To learn more about integrating tools using the BigPanda Rest API, see the instructions in BigPanda, or in the Alerts Rest API Installation Instructions.

Best Practices

Follow these guidelines when building custom integrations with the BigPanda Alerts API.

When to Send Events

  • Send an event every time the status of an alert changes.
    For example, a new Critical alert is opened or a Critical alert becomes a Warning. The status of an alert typically changes when a metric goes above or below a certain threshold.
  • Send an OK resolution event when an alert is no longer active.
    BigPanda does not resolve alerts automatically. Alerts that have not been resolved remain open, and the corresponding incident also remains open and continues to appear in the incident feed.


Some monitoring tools don't trigger resolution events. In this case, you must manually resolve incidents to remove them from the incident feed. To avoid excessive manual work, consider ways to limit the new alerts from these systems to no more than a few per day.

  • Send an updated event when you need to change tag values for an alert.
    In some rare cases, you may want to send an event for an alert with the same status but a different value for one or more tags. For example, assume you have an alert with status of Warning and description of problem1. You can send a new Warning event with a description of problem2, and the alert status remains the same but the description is updated.

What Tags to Send

The attributes in your JSON payload become tags that you can use in BigPanda. When defining an integration with the Alerts API, send tags that:

  • Provide users with information about where the alert was triggered.
    It is common to include information such as the host or virtual node. Consider including additional information, such as cluster, data center, and server role, which can be very useful when investigating a problem.
  • Support the teams and processes in your organization.
  • Consider how you plan to use tag values to define your Environments, AutoShare rules, and Analytics reports. For example, consider the teams' areas of responsibility, processes, or escalation paths.
  • Include links for additional information about the alert.
    For example, send a link to documentation (such as a runbook wiki) or investigation tools (such as a metrics dashboard). If one of the tag values starts with http, BigPanda automatically adds a link button for that alert.

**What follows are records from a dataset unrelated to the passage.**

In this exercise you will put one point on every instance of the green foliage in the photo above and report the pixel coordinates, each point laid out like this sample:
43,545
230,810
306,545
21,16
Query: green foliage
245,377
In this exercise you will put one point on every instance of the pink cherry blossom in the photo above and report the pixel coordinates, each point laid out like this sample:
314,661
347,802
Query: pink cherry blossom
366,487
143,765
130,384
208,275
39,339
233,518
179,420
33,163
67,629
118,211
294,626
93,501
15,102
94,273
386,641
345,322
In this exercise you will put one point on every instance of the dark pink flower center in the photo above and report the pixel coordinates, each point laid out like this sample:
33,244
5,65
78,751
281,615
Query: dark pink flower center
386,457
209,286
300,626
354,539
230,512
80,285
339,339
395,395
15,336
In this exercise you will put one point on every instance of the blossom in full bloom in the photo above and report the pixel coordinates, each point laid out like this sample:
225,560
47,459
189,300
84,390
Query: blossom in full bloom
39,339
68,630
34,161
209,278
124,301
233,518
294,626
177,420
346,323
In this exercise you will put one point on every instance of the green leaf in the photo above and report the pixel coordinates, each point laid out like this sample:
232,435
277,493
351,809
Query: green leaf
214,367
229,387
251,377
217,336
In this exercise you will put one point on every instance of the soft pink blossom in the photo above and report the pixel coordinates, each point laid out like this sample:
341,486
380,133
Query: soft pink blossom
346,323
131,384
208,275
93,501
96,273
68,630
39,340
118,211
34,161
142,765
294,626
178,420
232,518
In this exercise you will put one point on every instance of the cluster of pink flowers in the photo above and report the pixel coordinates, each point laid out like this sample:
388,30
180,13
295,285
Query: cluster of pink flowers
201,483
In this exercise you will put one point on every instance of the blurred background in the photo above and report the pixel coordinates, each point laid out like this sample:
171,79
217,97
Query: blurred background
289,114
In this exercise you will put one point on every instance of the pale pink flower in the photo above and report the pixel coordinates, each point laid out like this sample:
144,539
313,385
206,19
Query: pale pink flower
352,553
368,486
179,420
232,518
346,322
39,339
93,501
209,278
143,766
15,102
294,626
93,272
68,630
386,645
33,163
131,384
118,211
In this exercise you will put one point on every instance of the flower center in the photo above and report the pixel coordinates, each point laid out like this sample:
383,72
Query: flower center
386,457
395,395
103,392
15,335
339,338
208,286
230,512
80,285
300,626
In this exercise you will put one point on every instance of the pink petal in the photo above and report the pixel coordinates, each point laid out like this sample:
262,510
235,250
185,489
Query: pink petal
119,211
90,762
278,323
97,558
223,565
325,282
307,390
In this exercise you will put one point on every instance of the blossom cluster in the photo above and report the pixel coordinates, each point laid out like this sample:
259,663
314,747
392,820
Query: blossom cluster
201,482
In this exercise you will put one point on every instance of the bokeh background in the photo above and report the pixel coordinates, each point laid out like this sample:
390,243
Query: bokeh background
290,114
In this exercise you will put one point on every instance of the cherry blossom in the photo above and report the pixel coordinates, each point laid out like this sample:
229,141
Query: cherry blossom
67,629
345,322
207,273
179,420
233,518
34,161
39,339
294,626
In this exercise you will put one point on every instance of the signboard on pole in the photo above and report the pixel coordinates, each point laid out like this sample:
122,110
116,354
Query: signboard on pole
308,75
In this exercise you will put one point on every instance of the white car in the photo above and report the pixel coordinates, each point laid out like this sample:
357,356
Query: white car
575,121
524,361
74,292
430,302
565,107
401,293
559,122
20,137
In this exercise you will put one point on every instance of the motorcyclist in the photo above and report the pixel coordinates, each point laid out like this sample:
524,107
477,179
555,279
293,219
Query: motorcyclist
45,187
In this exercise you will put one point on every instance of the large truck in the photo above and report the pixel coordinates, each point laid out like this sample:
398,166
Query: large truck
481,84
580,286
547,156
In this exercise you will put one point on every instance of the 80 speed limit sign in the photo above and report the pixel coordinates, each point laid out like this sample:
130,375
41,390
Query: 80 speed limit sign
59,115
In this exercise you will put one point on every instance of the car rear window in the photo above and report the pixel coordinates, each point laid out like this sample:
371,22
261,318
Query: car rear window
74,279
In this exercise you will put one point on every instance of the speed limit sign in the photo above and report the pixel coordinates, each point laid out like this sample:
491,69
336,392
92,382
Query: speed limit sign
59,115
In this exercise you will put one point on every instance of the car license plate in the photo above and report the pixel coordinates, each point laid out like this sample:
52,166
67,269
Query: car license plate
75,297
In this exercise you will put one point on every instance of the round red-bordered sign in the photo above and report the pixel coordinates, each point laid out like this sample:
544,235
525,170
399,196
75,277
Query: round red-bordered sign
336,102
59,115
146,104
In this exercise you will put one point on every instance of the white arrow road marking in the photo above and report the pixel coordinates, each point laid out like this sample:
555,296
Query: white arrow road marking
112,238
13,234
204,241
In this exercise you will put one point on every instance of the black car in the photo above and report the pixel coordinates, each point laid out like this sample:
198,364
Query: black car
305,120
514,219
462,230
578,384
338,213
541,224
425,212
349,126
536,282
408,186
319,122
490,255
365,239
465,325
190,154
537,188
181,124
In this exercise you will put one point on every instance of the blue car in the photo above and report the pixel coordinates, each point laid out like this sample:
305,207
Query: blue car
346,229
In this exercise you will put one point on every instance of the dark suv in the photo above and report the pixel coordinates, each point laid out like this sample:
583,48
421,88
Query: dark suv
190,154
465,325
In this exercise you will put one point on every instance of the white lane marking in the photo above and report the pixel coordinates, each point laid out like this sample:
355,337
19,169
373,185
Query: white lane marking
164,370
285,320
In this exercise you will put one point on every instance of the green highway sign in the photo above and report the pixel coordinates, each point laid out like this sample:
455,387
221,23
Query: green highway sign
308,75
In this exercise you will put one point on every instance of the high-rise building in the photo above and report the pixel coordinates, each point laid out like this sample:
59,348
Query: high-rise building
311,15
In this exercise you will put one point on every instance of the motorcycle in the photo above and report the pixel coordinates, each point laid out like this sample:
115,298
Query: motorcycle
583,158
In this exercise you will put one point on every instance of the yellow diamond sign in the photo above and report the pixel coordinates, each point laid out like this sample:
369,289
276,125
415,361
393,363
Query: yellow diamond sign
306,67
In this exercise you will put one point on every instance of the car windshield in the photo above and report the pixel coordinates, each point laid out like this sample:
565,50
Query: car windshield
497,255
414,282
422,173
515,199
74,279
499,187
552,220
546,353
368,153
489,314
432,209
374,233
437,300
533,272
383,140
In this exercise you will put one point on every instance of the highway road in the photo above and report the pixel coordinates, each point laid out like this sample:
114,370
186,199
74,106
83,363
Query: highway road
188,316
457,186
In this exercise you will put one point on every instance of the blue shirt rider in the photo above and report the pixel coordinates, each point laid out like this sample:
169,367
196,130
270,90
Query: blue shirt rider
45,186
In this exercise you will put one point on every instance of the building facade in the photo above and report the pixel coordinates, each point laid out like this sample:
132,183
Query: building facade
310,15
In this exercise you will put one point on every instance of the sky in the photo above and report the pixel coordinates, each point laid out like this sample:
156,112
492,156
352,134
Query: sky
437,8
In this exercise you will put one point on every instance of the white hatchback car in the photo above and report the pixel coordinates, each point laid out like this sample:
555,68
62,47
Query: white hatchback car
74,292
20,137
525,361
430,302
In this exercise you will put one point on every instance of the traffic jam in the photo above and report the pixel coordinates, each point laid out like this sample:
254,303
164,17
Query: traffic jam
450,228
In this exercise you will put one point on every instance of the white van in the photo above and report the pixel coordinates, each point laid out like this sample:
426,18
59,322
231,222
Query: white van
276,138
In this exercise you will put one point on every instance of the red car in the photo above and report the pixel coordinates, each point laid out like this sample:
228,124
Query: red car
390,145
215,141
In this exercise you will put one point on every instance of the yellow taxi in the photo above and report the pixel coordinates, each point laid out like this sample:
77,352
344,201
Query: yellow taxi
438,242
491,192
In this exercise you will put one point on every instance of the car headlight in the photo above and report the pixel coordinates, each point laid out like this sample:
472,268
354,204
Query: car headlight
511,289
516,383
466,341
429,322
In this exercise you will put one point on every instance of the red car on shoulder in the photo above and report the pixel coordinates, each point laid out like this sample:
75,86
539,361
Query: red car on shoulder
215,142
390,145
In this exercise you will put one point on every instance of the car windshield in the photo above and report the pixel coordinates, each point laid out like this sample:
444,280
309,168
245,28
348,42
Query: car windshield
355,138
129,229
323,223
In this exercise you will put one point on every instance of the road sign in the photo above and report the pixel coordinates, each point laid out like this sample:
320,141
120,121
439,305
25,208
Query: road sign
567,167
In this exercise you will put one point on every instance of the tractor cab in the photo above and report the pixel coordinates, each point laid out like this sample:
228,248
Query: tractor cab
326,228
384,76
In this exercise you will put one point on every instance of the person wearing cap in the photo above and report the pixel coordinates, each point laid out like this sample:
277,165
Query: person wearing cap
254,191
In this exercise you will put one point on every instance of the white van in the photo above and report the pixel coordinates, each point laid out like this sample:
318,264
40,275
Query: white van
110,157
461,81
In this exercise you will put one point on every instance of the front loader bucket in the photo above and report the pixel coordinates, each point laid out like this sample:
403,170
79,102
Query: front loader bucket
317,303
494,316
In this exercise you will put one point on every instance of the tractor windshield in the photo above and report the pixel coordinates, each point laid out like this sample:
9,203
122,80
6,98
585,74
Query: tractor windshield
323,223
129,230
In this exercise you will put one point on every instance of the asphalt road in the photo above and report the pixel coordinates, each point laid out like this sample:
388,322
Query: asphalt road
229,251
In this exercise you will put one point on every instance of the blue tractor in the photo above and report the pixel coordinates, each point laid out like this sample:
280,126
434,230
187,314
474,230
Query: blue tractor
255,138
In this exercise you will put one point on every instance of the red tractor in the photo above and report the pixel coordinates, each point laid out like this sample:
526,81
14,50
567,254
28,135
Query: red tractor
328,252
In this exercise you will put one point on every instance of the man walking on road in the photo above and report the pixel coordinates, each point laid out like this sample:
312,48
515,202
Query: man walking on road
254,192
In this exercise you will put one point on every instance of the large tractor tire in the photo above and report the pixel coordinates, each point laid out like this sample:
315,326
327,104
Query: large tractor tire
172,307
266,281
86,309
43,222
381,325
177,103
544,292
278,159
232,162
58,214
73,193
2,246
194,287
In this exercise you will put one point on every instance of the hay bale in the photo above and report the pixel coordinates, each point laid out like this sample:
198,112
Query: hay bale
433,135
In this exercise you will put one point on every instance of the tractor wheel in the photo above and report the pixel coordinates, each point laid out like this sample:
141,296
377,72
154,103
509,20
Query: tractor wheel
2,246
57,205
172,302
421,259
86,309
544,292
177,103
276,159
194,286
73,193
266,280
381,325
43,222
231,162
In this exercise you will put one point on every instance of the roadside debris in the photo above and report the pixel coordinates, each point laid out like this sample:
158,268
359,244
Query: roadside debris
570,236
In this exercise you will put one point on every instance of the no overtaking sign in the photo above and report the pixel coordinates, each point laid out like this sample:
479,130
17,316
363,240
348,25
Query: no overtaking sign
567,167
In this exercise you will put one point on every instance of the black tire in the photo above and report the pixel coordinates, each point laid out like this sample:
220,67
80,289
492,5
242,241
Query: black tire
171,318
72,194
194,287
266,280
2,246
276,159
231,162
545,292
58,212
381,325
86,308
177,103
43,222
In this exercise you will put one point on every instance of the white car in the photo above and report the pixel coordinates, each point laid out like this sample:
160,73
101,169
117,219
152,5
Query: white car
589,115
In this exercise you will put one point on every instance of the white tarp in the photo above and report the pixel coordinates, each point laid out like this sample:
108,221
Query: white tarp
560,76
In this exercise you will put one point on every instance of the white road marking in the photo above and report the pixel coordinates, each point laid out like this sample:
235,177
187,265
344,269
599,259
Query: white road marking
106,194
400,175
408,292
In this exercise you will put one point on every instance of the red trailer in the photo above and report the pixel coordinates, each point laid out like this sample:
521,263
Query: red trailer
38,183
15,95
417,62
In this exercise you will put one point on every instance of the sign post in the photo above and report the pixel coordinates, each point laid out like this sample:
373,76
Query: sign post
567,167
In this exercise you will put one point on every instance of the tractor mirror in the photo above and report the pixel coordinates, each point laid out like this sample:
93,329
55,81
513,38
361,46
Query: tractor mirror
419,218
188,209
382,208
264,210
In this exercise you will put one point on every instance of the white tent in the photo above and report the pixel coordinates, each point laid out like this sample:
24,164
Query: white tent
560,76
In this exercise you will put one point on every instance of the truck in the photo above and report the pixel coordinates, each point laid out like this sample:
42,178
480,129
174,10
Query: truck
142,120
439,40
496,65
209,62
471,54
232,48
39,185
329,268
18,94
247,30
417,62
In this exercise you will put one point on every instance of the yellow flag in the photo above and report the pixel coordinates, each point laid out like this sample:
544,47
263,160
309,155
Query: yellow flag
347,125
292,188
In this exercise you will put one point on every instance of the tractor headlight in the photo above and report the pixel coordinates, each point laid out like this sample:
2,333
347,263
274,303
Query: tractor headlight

Nested objects are not supported when sending events to the Rest API



The incident_identifier is a unique ID used in BigPanda to recognize if two events are related to each other. By default BigPanda will use a combination of the primary and secondary properties to create a value for incident_identifier. Adding an incident_identifier into the payload will override the default value.

Read more about how incident_identifiers work in our Alert Identification documentation.

How Many Events to Send (Load Limitations)

  • If an integration generates more than a few hundred event per hour, review the guidelines for when to send events and ensure that the integration is properly configured.
    Even with hundreds of thousands of monitoring metrics, status changes do not happen very often. If an integration exceeds this guideline, it may be sending duplicate or erroneous events to BigPanda.
  • Under maximum load, the API can support up to few hundred events per minute.
    If you think you need support for more than this limit, please contact BigPanda support to discuss your use case.